Édouard se mit à rire.

« Rien de plus difficile à obtenir que n’importe quoi. Mieux vaudrait préciser.

— Je pensais à quelqu’un de ces nombreux petits rouages dans l’organisation d’un grand journal. Oh ! j’accepterais un poste subalterne : correcteur d’épreuves, prote2… que sais-je ? J’ai besoin de si peu ! »

Il parlait avec hésitation. En vérité, c’est une place de secrétaire qu’il souhaitait ; mais il craignait de le dire à Édouard, à cause de leur déconvenue réciproque. Après tout, ce n’était pas sa faute à lui, Bernard, si cette tentative de secrétariat avait si piteusement échoué.

« Je pourrai peut-être, dit Édouard, vous faire entrer au Grand Journal, dont je connais le directeur. »

 

Tandis que Bernard et Édouard conversaient ainsi, Sarah avait avec Rachel une explication des plus pénibles. Que les remontrances de Rachel aient été cause du brusque départ de Bernard, c’est ce que Sarah comprenait soudain ; et elle s’indignait contre sa sœur qui, disait-elle, empêchait autour d’elle toute joie. Elle n’avait pas le droit d’imposer aux autres une vertu que son exemple suffisait à rendre odieuse.

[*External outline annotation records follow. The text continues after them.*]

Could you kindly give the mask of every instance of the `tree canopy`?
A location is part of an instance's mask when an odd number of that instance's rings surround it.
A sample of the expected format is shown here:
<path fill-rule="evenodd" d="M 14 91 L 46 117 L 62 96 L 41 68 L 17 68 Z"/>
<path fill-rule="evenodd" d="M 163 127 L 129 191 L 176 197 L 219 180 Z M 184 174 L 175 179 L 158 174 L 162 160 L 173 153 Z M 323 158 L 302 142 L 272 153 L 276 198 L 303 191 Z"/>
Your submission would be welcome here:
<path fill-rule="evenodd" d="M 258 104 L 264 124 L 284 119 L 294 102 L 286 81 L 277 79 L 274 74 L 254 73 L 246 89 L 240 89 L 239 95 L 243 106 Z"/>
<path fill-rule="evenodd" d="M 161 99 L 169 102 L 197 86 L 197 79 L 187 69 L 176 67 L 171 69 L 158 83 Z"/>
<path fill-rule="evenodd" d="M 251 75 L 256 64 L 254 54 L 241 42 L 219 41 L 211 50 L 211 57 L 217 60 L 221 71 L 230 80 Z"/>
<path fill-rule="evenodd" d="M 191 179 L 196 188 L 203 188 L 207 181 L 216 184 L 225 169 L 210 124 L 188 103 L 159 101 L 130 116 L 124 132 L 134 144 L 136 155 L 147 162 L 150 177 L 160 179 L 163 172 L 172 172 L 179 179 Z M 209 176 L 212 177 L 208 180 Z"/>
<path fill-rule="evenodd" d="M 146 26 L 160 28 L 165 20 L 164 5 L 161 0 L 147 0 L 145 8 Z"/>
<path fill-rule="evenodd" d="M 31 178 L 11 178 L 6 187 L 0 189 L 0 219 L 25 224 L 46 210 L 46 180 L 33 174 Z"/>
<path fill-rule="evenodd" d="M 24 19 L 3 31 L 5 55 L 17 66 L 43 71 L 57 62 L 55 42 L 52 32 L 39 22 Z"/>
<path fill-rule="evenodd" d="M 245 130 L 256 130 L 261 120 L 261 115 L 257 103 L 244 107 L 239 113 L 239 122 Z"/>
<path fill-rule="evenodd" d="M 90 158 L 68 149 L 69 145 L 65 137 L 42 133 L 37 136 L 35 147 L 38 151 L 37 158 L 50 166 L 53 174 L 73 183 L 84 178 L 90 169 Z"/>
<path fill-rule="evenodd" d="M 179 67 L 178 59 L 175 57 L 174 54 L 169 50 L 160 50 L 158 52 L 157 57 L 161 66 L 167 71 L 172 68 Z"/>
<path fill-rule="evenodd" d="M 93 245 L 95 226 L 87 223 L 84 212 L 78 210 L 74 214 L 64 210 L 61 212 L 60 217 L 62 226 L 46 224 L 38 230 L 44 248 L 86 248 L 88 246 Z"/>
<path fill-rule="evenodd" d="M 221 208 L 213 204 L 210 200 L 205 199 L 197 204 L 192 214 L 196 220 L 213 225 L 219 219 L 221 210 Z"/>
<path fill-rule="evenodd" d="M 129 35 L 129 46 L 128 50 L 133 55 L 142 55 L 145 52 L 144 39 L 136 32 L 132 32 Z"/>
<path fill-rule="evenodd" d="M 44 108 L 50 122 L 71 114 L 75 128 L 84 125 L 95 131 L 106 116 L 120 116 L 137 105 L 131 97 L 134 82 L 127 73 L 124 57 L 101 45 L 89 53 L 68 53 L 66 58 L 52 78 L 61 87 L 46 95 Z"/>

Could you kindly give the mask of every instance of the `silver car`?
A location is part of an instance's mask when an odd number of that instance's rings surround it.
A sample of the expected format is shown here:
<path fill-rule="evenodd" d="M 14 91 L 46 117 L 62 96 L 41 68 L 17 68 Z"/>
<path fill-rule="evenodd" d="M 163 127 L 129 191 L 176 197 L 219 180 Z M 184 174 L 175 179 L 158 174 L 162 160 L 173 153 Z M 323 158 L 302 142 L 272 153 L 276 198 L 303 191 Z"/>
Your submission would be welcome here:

Rachel, que ces accusations bouleversaient, car elle s’était toujours sacrifiée, protestait, très pâle et les lèvres tremblantes :

« Je ne puis pas te laisser te perdre. »

Mais Sarah sanglotait et criait :

« Je ne peux pas croire à ton ciel. Je ne veux pas être sauvée. »

Elle décida tout aussitôt de repartir pour l’Angleterre, où la recevrait son amie. Car, « après tout, elle était libre et prétendait vivre comme bon lui semblait ». Cette triste querelle laissa Rachel brisée.


1.  Qui est relatif aux servantes et aux domestiques. Ici dans le sens de disposé ou prêt à servir une cause.

2 Nom donné dans l’imprimerie à la personne chargée de la composition typographique des textes.